Ryan Gosling consolidou sua trajetória em Hollywood como um dos atores mais versáteis de sua geração. Embora seja amplamente reconhecido por dramas intensos e produções de ficção científica, o ator demonstra um talento excepcional para a comédia, equilibrando timing preciso e carisma em papéis que surpreendem o público. Sua capacidade de transitar entre gêneros distintos permite que ele entregue performances memoráveis, muitas vezes roubando a cena em projetos que exigem leveza e humor ácido.
The Big Short (2015)
Em The Big Short, Gosling interpreta Jared Vennett, um vendedor do Deutsche Bank que lucra com a crise financeira de 2008. Diferente de seus papéis mais expansivos, aqui o ator aposta em um humor seco e cínico. A direção de Adam McKay utiliza o personagem para guiar o espectador por conceitos complexos de economia, tornando o filme uma aula de versatilidade cômica em meio a um cenário dramático.
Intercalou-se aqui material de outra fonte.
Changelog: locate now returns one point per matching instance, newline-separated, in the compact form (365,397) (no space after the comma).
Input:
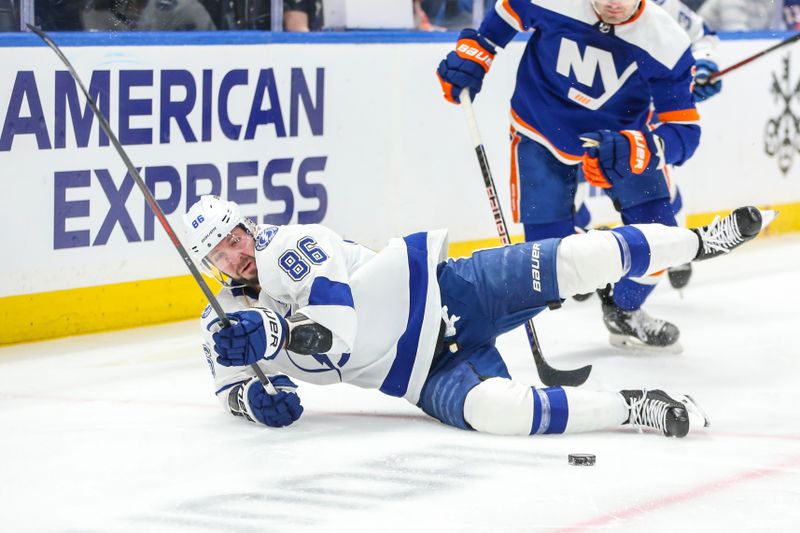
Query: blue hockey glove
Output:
(611,156)
(254,334)
(704,90)
(251,401)
(466,65)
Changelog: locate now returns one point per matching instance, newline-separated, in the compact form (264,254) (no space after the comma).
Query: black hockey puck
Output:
(581,459)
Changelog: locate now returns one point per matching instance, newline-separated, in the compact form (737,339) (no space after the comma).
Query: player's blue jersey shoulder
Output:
(579,74)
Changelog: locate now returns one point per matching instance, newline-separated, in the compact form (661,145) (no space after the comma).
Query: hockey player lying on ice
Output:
(307,304)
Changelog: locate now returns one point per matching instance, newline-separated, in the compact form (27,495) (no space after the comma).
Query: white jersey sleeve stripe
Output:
(507,13)
(396,381)
(327,292)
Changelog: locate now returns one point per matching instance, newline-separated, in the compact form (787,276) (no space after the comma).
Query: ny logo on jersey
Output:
(585,68)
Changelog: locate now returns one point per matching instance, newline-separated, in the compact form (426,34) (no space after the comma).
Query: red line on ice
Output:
(680,497)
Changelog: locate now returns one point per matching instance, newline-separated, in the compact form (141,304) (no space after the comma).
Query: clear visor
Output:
(615,11)
(230,257)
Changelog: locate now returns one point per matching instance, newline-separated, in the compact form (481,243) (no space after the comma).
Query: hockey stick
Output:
(151,201)
(549,375)
(743,62)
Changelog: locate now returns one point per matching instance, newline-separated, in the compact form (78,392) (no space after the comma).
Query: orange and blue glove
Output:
(612,156)
(704,88)
(465,66)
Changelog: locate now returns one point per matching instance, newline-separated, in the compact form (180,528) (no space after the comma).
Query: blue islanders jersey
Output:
(578,74)
(383,309)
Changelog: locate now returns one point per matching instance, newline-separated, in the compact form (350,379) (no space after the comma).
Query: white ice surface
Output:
(121,432)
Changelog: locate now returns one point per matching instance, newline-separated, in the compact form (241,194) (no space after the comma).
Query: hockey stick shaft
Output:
(549,375)
(151,201)
(743,62)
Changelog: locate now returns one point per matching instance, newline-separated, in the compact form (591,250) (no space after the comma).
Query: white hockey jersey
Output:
(384,309)
(704,40)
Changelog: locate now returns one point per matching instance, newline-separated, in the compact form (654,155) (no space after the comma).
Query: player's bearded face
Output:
(235,256)
(615,11)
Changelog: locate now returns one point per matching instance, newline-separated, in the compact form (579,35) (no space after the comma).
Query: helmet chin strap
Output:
(633,13)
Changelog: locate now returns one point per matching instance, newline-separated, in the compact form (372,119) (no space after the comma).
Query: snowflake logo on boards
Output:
(264,237)
(782,133)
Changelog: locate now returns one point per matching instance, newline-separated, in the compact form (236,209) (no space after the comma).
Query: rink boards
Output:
(348,130)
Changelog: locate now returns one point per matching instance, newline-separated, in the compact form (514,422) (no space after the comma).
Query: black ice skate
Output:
(679,276)
(725,234)
(638,330)
(656,409)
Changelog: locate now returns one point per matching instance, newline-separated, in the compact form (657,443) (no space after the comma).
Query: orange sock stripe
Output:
(514,181)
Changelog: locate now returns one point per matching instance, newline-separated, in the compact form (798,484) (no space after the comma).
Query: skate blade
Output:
(627,342)
(697,417)
(767,216)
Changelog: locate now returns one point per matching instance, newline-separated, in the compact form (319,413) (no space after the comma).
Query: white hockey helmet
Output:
(209,221)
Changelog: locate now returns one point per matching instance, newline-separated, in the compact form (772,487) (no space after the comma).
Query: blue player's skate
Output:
(656,409)
(725,234)
(636,329)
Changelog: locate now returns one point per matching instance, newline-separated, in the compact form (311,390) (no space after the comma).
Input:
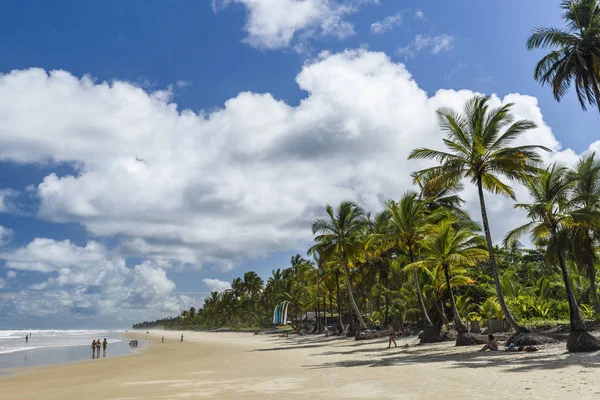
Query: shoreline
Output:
(22,360)
(233,366)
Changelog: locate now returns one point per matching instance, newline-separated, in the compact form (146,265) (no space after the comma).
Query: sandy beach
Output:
(246,366)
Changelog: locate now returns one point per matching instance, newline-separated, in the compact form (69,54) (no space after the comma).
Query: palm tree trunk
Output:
(426,318)
(493,265)
(595,82)
(324,311)
(351,296)
(337,282)
(591,270)
(576,320)
(460,326)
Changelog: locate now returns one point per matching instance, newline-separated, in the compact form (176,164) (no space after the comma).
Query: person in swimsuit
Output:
(491,345)
(392,333)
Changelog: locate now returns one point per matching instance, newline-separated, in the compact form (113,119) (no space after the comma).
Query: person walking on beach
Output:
(392,333)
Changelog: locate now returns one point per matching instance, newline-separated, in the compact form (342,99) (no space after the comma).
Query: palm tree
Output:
(340,235)
(410,221)
(586,179)
(575,58)
(552,214)
(480,152)
(451,249)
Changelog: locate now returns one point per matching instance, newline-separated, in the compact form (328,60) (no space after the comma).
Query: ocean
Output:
(47,347)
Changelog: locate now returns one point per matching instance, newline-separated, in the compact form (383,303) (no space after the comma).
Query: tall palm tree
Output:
(575,58)
(340,235)
(410,221)
(586,179)
(478,149)
(552,214)
(451,249)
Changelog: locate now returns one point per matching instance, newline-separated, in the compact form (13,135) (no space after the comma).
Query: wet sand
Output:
(246,366)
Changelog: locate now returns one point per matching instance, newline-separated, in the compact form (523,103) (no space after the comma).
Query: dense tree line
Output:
(423,259)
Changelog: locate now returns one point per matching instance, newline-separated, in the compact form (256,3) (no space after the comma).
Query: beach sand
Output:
(247,366)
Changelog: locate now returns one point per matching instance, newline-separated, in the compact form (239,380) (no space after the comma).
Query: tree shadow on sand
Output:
(508,362)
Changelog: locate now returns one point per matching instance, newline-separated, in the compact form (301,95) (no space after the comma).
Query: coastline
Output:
(233,365)
(42,354)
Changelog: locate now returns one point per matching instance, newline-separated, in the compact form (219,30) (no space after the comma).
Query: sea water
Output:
(46,347)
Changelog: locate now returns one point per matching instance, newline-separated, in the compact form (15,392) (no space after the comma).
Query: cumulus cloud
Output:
(238,182)
(84,281)
(216,285)
(274,24)
(387,24)
(7,200)
(420,43)
(6,235)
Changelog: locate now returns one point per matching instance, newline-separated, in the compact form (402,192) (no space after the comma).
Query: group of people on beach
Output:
(96,345)
(492,345)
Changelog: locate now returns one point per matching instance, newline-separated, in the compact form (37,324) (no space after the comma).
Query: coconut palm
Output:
(410,221)
(340,235)
(586,179)
(575,58)
(552,214)
(447,249)
(478,142)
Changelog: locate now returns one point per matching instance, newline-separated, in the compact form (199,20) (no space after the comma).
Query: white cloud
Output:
(84,281)
(238,182)
(216,285)
(387,24)
(6,235)
(7,200)
(435,45)
(274,24)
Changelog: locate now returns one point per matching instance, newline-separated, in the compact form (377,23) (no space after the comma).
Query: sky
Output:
(152,151)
Lars and the Real Girl (2007)
Neste filme, Ryan Gosling vive Lars Lindstrom, um homem que desenvolve um relacionamento romântico com uma boneca realista. O papel exige uma entrega emocional profunda, mas o ator consegue equilibrar a melancolia com momentos genuinamente engraçados. A premissa inusitada é conduzida com sensibilidade, provando que, mesmo no início de sua carreira, o ator já possuía a habilidade de tornar situações absurdas em algo cativante.
The Fall Guy (2024)
Em The Fall Guy, Gosling interpreta o dublê Colt Seavers, unindo ação e comédia sob a direção de David Leitch. O filme explora a química romântica entre o protagonista e a personagem de Emily Blunt, enquanto o ator utiliza seu timing cômico para reagir às situações perigosas do set de filmagem. A obra é um exemplo moderno de como o astro consegue carregar um blockbuster com carisma e humor.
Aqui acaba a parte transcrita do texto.